The Tokyo Organising Committee of Tokyo 2020 has unveiled the official sports pictograms of the next Olympic Games.
Created by Japanese designer Masaaki Hiromura, the pictograms embody the uniqueness and athleticism of each sport, and highlight the dynamism of athletes.
They were designed in line with Tokyo 2020’s theme, “Innovation from Harmony”, while drawing inspiration from the Olympic Games Tokyo 1964, when pictograms were first introduced at the Olympics.
Hiromura led a team of designers on the project, which took almost two years to complete. With 33 sports on the Tokyo 2020 programme, some sports have more than one pictogram, totalling 50 designs all together.
It is generally agreed that Olympic Games pictograms were really first introduced in 1964, in Tokyo.

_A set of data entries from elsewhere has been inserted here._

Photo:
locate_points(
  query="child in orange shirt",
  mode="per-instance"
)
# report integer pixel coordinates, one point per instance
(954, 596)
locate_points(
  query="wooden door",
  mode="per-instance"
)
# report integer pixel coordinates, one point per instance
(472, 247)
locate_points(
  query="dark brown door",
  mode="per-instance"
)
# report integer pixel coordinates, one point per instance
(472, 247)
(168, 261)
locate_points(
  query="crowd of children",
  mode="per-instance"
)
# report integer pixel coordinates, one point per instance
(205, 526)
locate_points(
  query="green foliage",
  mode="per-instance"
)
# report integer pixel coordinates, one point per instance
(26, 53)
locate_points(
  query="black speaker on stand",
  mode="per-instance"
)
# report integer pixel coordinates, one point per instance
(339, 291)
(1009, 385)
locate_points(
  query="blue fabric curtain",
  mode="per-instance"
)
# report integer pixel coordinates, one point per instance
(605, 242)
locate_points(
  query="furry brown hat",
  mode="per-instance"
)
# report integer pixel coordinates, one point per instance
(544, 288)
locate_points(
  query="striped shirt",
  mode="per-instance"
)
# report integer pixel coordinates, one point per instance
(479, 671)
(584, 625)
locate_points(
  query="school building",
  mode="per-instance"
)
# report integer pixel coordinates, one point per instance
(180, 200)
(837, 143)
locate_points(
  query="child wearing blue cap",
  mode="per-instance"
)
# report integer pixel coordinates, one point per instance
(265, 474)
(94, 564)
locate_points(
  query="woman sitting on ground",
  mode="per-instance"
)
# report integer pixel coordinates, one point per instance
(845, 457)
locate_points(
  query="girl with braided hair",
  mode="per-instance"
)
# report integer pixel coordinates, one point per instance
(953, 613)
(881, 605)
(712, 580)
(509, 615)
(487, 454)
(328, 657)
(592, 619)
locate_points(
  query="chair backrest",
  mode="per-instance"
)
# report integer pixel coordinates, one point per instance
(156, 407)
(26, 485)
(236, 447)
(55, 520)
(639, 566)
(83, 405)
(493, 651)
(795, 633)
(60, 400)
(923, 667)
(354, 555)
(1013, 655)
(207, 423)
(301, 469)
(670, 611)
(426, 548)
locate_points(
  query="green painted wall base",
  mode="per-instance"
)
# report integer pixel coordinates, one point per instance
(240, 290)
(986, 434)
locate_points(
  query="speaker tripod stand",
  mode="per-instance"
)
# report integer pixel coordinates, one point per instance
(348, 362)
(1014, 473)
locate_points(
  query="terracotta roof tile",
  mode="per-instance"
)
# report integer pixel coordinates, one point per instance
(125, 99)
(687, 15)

But Markus Osterwalder of the International Society of Olympic Historians explains:
Creating symbols which are not letters but graphic illustrations that everyone can understand goes back much further than that. I’ve found small pictograms that were at the Games in Stockholm in 1912, Paris in 1924, and other Games after that.
I’ve found small pictograms that were at the Games in Stockholm in 1912, Paris in 1924, and other Games after that; but they did not yet offer that very simple and clear view that we know today.
For the Swiss Olympic design historian . . . the first use of pictograms was to give people a message, without their having to read anything. To go to the Olympic Park or the various venues, and say, ah right, there’s the press room, there’s such-and-such a venue, etc.
Moreover, those from the 1960s to the 1980s were purely informative, nothing more. And then that changed. They became part of the heritage, the Look of the Games and the commercial programme.